I am trying to reverse-engineer the DRAM address function of a memory controller. This is a function that maps a physical address to a DRAM bank.
More formally, I am trying to find functions $f_i$ for $i=1..k$ with $k \geq 6 = log_2(64)$ that takes as an input a 32-bit address [1] and whose resulting bits concatenated build an index (a unique sequence, e.g., 010011 for $f_1=0$, $f_2=1$, $f_3=0$ etc.) that assigns the address to one of the 64 sets. I have determined this number of sets with another approach (latency measurement) and I am sure this is correct.
There is not much known about $f_i$ except that
- it most probably consists only of XORs (because they can be implemented very efficient in HW, they are also used for cache functions, and they map addresses uniformly),
- it considers only some bits of the mask 0x3ff7c000 (however, taking all $f_i$ should cover all bits in
0x3ff7c000assuming that this bit mask is correct), - and it could be that different $f_i$ are combined, e.g., bit 0 of the set index is true iff. $f_i(a) \land f_j(a)$ for $i\neq j$ and an address $a$
I have an exhaustive list of bit combinations that map to the different sets.
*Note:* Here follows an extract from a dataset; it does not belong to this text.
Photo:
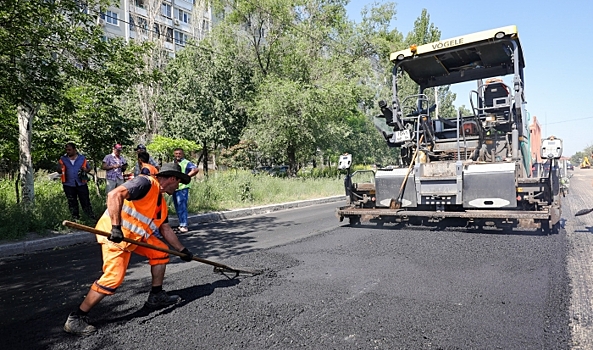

In other words, if I have an address $a$ and apply all combinations of the set bits in 0x3ff7c000 to the address (i.e., replace these bits of the address), then I end up with following combinations in the same set:
00100010000000000000000000000000
00100000001000000000000000000000
00100000000000010000000000000000
00010001000000000000000000000000
00010000000100000000000000000000
00010000000000001000000000000000
00001000100000000000000000000000
00001000000001000000000000000000
00001000000000000100000000000000
00000100000000100000000000000000
00000010001000000000000000000000
00000010000000010000000000000000
00000001000100000000000000000000
00000001000000001000000000000000
00000000100001000000000000000000
00000000100000000100000000000000
00000000001000010000000000000000
00000000000100001000000000000000
00000000000001000100000000000000
... many more ...
This list was built using a side-channel (again, latency) and it could be that there are very few combinations (~5%) that are actually wrong.
Now my question is: is there an existing approach to determine the underlying function of these combinations? In fact, I tried brute-forcing because this is how these functions were reverse-engineered earlier but it did not work out, even. That's why I assume that the functions have gotten more complex or maybe they even combine different of them.
So far, I have tried to eliminate redundant combinations by checking linear independence but the result did not really help to find the functions. I also tried to apply the heuristic optimizer ESPRESSO on the combinations to see if it can simplify the entries but it was not successful.
I would appreciate any hints on how to proceed with that problem.
[1]: Actually, it is a 64-bit address but we can ignore that here because based on previous reverse-engineering we can assume that only the lower 32-bit of the address are relevant.
EDIT: There is a really nice paper titled "XOR-based Hash Functions" by Vandierendonck and De Bosschere that describes how these functions are constructed and their properties. I'm now trying to figure out how this can help in reverse-engineering such functions as I couldn't find any literature on that.